On March 6, 2024, the U.S. Securities and Exchange Commission (SEC) adopted its landmark climate disclosure rule, The Enhancement and Standardization of Climate-Related Disclosures for Investors. The rule responds to investors’ need and overwhelming demand for clear, consistent, and comparable climate reporting from companies. Standardised disclosures in financial filings will bring significant improvements to the current patchwork of voluntary disclosures.

“We are supportive of practical action taken by policymakers and regulators around the world and welcome the long-awaited climate risk disclosure rule proposed by the US Securities and Exchange Commission”, says Michelle Scrimgeour, CEO, Legal and General Investment Management (LGIM). She added:

Clear and joined up international disclosure regulation is critical if companies and economies are going to transition to net zero by 2050.

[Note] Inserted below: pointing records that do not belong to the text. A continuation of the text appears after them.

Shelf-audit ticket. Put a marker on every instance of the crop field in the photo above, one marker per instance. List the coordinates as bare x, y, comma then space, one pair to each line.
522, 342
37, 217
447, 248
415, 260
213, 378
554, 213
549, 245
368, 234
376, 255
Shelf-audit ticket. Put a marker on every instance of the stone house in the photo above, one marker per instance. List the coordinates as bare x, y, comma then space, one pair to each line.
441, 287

Institutional investors have been pressing for mandatory disclosure for more than a decade. Investors — large and small — have noted the difficulty of assessing firms’ climate risk without standard, comparable, and mandatory disclosure. The Investor Agenda’s 2021 Global Investor Statement to Governments on the Climate Crisis was a significant persuasion effort, where 733 investors, responsible for $52 trillion in assets under management, called for mandatory, Task Force on Climate-related Financial Disclosure (TCFD)-aligned climate risk disclosures, among other key climate policy asks. While the final disclosure rules have limitations around scope 3 and do not go as far as other international standards, it is an important step forward. 

Front-footing regulation 

In the face of adversary fossil fuel companies who are blocking climate progress (InfluenceMap), it is even more helpful that leading companies and investors in the #RacetoZero are endorsing and shaping climate disclosure rules that they will seek to implement. 

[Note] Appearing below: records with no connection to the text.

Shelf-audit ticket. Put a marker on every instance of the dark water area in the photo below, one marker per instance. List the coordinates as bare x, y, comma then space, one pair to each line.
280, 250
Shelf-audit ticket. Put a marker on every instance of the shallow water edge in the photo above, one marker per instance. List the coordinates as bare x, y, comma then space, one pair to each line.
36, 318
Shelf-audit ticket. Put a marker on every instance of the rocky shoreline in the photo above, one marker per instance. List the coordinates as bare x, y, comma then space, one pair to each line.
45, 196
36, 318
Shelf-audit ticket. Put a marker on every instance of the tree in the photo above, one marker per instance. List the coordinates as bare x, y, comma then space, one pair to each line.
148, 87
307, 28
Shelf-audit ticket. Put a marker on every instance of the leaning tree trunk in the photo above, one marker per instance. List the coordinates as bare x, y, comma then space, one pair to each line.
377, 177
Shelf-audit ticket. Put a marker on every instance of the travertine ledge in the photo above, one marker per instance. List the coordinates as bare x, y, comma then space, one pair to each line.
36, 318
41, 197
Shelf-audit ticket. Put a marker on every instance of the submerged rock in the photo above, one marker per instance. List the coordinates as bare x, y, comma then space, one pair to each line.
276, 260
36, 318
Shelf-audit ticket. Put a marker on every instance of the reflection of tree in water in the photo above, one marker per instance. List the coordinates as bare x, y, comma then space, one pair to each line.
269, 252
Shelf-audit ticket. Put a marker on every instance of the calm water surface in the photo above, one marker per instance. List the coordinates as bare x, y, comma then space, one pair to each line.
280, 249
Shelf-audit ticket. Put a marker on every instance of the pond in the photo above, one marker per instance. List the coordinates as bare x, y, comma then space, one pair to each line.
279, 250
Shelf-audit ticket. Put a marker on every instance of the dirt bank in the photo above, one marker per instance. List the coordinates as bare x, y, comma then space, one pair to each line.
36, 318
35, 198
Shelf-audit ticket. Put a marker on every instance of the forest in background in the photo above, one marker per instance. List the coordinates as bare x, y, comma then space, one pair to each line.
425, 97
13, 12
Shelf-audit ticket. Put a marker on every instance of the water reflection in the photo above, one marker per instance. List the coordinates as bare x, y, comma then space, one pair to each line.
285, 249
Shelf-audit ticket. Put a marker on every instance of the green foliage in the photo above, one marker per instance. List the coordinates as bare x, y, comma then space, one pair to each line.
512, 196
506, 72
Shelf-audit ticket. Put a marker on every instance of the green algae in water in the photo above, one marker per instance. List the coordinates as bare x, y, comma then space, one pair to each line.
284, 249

Overall, there is strong support from regulators and investors alike for the introduction of a global baseline of disclosures so that companies can be compared with peers globally. With more than 20 jurisdictions (including Australia, Brazil, China, Canada, Japan, Singapore, Nigeria and the UK) who have signalled an intention to adopt ISSB, representing more than half of the world’s greenhouse gas emissions, companies around the world will want to be on the front foot of incoming disclosure regulation.